Published on March 28, 2003


EXHIBIT 23.2
NOTICE REGARDING LACK OF CONSENT OF ARTHUR ANDERSEN LLP


EXHIBIT 23.2

NOTICE REGARDING LACK OF CONSENT OF ARTHUR ANDERSEN LLP

Section 11(a) of the Securities Act of 1933 (the "Securities Act") provides that
any person acquiring a security pursuant to a registration statement may assert
a claim against every accountant who has with its consent been named as having
prepared or certified any part of the registration statement, or as having
prepared or certified any report or valuation that is used in connection with
the registration statement, if that part of the registration statement at the
time it becomes effective contains an untrue statement of a material fact, or
omits a material fact required to be stated therein or necessary to make the
statements therein not misleading (unless it is proved that at the time of such
acquisition such person knew of such untruth or omission).

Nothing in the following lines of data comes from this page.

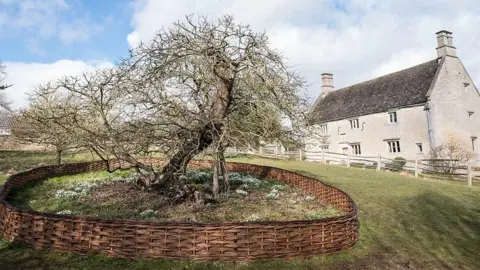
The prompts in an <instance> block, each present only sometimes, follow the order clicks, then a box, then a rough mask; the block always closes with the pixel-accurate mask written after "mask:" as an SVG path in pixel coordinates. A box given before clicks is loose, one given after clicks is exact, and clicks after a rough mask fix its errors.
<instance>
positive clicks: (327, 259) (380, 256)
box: [0, 152, 480, 269]
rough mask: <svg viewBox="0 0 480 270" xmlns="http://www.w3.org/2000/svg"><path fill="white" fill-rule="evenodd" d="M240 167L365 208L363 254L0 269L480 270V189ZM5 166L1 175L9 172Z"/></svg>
mask: <svg viewBox="0 0 480 270" xmlns="http://www.w3.org/2000/svg"><path fill="white" fill-rule="evenodd" d="M18 155H21V154H18ZM18 155H17V157H18ZM32 155H33V154H32ZM4 156H5V154H4V153H1V152H0V163H2V164H3V163H4V162H8V163H9V166H16V165H15V164H14V163H15V162H13V161H11V160H10V161H4V158H3V157H4ZM33 156H35V155H33ZM47 156H48V155H45V157H47ZM31 159H34V160H36V161H40V160H42V158H38V159H37V158H32V157H30V158H29V160H31ZM16 160H17V161H16V162H21V163H22V164H18V165H19V166H20V165H21V166H24V165H25V164H26V163H27V162H26V161H25V162H23V161H22V158H20V157H18V158H17V159H16ZM233 160H234V161H240V162H250V163H256V164H262V165H271V166H276V167H280V168H285V169H290V170H294V171H297V172H299V173H302V174H305V175H308V176H312V177H315V178H318V179H321V180H323V181H325V182H326V183H328V184H331V185H333V186H336V187H339V188H341V189H342V190H344V191H346V192H347V193H348V194H350V195H351V197H352V198H353V199H354V201H355V202H356V203H357V205H358V208H359V219H360V224H361V227H360V233H361V236H360V241H359V243H358V244H357V246H356V247H355V248H353V249H351V250H349V251H345V252H342V253H340V254H337V255H333V256H319V257H315V258H312V259H308V260H288V261H285V260H266V261H256V262H252V263H228V262H218V263H198V262H190V261H167V260H157V261H149V260H140V261H126V260H122V259H112V258H106V257H103V256H89V257H79V256H76V255H72V254H60V253H56V252H53V251H49V250H34V249H31V248H28V247H26V246H25V245H22V244H17V243H15V244H11V243H7V242H5V241H3V242H1V243H0V269H22V268H23V269H42V268H52V269H94V268H102V269H320V268H347V269H405V268H410V269H412V268H413V269H480V260H479V259H478V258H479V253H478V250H479V247H480V196H479V192H480V188H479V187H478V186H477V187H475V186H474V187H470V188H469V187H467V186H465V184H463V183H453V182H442V181H429V180H418V179H414V178H411V177H405V176H401V175H399V174H396V173H388V172H375V171H370V170H362V169H357V168H344V167H335V166H326V165H320V164H313V163H306V162H298V161H275V160H267V159H257V158H251V159H247V158H243V159H233ZM2 164H0V166H1V167H0V168H4V167H5V166H3V165H2ZM29 166H31V165H29ZM7 167H8V166H7Z"/></svg>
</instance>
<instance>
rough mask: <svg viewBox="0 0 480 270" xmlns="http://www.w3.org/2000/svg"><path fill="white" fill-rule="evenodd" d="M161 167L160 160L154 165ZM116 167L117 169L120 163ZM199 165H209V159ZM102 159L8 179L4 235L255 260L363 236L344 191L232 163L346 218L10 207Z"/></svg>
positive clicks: (113, 246)
mask: <svg viewBox="0 0 480 270" xmlns="http://www.w3.org/2000/svg"><path fill="white" fill-rule="evenodd" d="M149 161H150V162H151V163H157V164H160V163H161V161H160V160H154V159H152V160H149ZM120 165H121V164H119V162H112V163H111V167H114V166H117V167H118V166H120ZM190 167H193V168H207V167H210V163H209V162H208V161H201V162H192V164H191V166H190ZM105 168H106V166H105V163H104V162H98V161H96V162H91V163H75V164H66V165H59V166H45V167H40V168H36V169H32V170H29V171H25V172H22V173H19V174H16V175H12V176H10V177H9V178H8V180H7V182H6V183H5V185H3V187H2V188H1V190H0V201H1V204H0V235H1V236H3V238H5V239H7V240H9V241H22V242H26V243H28V244H30V245H31V246H33V247H35V248H44V247H48V248H54V249H56V250H59V251H70V252H75V253H78V254H89V253H102V254H106V255H109V256H112V257H121V258H132V259H138V258H168V259H185V258H188V259H194V260H232V261H242V260H253V259H261V258H294V257H309V256H312V255H320V254H329V253H335V252H338V251H341V250H344V249H348V248H350V247H352V246H354V245H355V243H356V242H357V240H358V236H359V231H358V230H359V223H358V219H357V207H356V205H355V203H354V202H353V200H352V199H351V198H350V197H349V196H348V195H347V194H346V193H344V192H343V191H341V190H339V189H336V188H333V187H330V186H328V185H326V184H323V183H322V182H320V181H318V180H316V179H312V178H309V177H306V176H302V175H300V174H297V173H294V172H291V171H286V170H282V169H278V168H272V167H265V166H258V165H251V164H243V163H229V164H228V169H229V170H230V171H235V172H245V173H249V174H253V175H256V176H257V177H263V178H272V179H277V180H279V181H282V182H285V183H287V184H290V185H295V186H298V187H300V188H301V189H302V190H304V191H305V192H306V193H308V194H310V195H314V196H316V198H317V199H318V200H319V201H321V202H323V203H325V204H329V205H333V206H335V207H337V208H338V209H341V210H343V211H344V212H345V214H344V215H342V216H337V217H331V218H325V219H318V220H296V221H265V222H237V223H193V222H148V221H137V220H102V219H96V218H88V217H79V216H67V215H58V214H50V213H40V212H35V211H21V210H17V209H15V208H14V207H13V206H12V205H10V204H9V203H8V202H7V198H8V196H9V194H10V192H11V191H12V189H13V188H18V187H21V186H24V185H26V184H30V183H35V182H39V181H42V180H44V179H47V178H49V177H53V176H62V175H72V174H77V173H82V172H88V171H95V170H103V169H105Z"/></svg>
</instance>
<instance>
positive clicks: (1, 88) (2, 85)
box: [0, 61, 11, 110]
mask: <svg viewBox="0 0 480 270" xmlns="http://www.w3.org/2000/svg"><path fill="white" fill-rule="evenodd" d="M5 77H6V71H5V66H4V65H3V63H2V62H1V61H0V107H3V108H4V109H6V110H11V108H10V106H11V102H10V101H8V99H7V97H6V96H5V93H4V92H3V90H5V89H7V88H9V87H10V86H11V85H6V84H2V83H3V81H4V80H5Z"/></svg>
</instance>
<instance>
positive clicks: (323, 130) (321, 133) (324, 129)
mask: <svg viewBox="0 0 480 270" xmlns="http://www.w3.org/2000/svg"><path fill="white" fill-rule="evenodd" d="M320 133H321V134H324V135H326V134H328V126H327V124H323V125H320Z"/></svg>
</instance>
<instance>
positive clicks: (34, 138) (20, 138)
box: [12, 96, 79, 164]
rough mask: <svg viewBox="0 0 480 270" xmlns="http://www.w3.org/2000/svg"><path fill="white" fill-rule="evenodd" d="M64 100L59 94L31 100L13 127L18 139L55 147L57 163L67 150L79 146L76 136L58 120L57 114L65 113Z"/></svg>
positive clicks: (58, 162) (38, 143)
mask: <svg viewBox="0 0 480 270" xmlns="http://www.w3.org/2000/svg"><path fill="white" fill-rule="evenodd" d="M63 102H64V100H63V99H62V98H60V97H58V96H49V99H45V98H42V97H40V98H38V99H35V100H31V102H30V104H29V108H28V109H26V110H23V111H22V112H20V115H19V116H18V117H16V118H15V120H14V123H13V127H12V135H13V136H14V137H15V138H16V139H18V140H21V141H25V142H30V143H36V144H43V145H46V146H48V147H52V148H54V150H55V153H56V161H57V164H61V163H62V154H63V153H64V152H65V151H67V150H70V149H75V148H78V147H79V144H78V142H77V141H75V139H74V137H73V136H71V134H69V133H68V132H67V131H66V130H65V129H63V128H62V126H60V125H59V124H58V123H57V122H56V121H57V119H56V115H59V114H62V113H63V108H62V103H63Z"/></svg>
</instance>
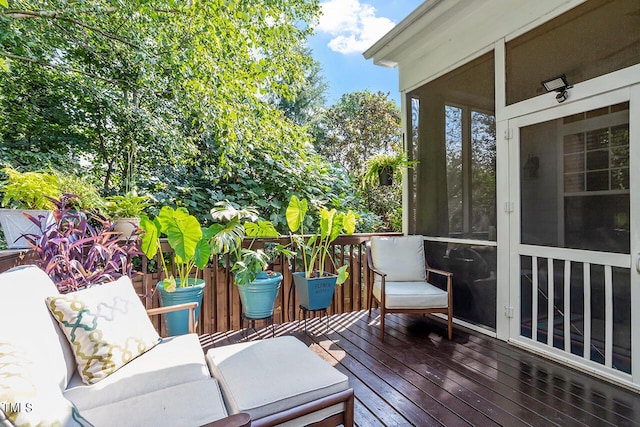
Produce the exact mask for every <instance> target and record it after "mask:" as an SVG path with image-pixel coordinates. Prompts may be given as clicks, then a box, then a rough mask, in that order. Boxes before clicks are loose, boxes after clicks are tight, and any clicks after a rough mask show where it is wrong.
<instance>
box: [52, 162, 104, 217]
mask: <svg viewBox="0 0 640 427" xmlns="http://www.w3.org/2000/svg"><path fill="white" fill-rule="evenodd" d="M52 174H53V175H55V176H56V177H57V178H58V182H59V183H60V184H59V185H60V192H61V194H73V195H74V196H75V197H71V198H69V201H68V203H69V205H68V207H70V208H72V209H78V210H81V211H94V212H98V213H100V214H101V215H102V214H103V212H104V207H105V201H104V199H103V198H102V196H101V195H100V192H99V191H98V189H97V188H96V186H95V185H94V184H93V183H91V182H89V181H88V180H87V179H86V178H85V177H81V176H77V175H73V174H63V173H62V172H59V171H55V170H54V171H53V172H52Z"/></svg>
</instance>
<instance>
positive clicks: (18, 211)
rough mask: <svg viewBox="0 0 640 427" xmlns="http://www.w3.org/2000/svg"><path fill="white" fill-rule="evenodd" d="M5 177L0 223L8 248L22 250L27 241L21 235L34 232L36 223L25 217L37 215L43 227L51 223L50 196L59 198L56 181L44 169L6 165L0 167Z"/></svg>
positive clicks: (25, 234)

The Form 10-K to which this notice is filed as an exhibit is incorporated by
reference into the following registration statements on Form S-8 (the
"Registration Statements") filed by SEI Investments Company (the "Company") with
the Securities and Exchange Commission ("SEC"), and, for purposes of determining
any liability under the Securities Act, is deemed to be a new registration
statement for the Registration Statements into which it is incorporated by
reference:

File No's. 2-73997, 2-75629, 2-78133, 2-80841, 2-89659, 33-19952, 33-24595,
33-41602, 333-41343, and 333-63709.

On June 14, 2002, at the direction of the Board of Directors of the Company,
acting upon the recommendation of the Audit Committee, the Company dismissed
Arthur Anderson LLP ("Arthur Andersen") as its independent auditors, effective
immediately, and engaged PricewaterhouseCoopers LLP ("PwC") to serve as its
independent auditors for the fiscal year ending December 31, 2002. For
additional information, see the Company's Current Report on Form 8-K filed with
the SEC on June 18, 2002. The Company has been unable to obtain Arthur
Andersen's written consent to the incorporation by reference into the
Registration Statements of Arthur Andersen's audit report with respect to the
Company's consolidated financial statements as of December 31, 2001, and
December 31, 2000, and for the fiscal years then ended. Under these
circumstances, Rule 437a under the Securities Act permits the Company to file
this Annual Report on Form 10-K without a written consent from Arthur Andersen.
As a result, however, Arthur Andersen will not have any liability under Section
11(a) of the Securities Act for any untrue statements of a material fact
contained in the financial statements audited by Arthur Andersen or any
omissions of a material fact required to be stated therein. Accordingly, you
would be unable to assert a claim against Arthur Andersen under Section 11(a) of
the Securities Act for any purchases of the Company's securities pursuant to the
Registration Statements made on or after the date of this Annual Report on Form
10-K. To the extent provided in Section 11(b)(3)(C) of the Securities Act,
however, other persons who are liable under Section 11(a) of the Securities Act,
including the Company's officers and directors, may still rely on Arthur
Andersen's original audit reports as being made by an expert for purposes of
establishing a due diligence defense under Section 11(b) of the Securities Act.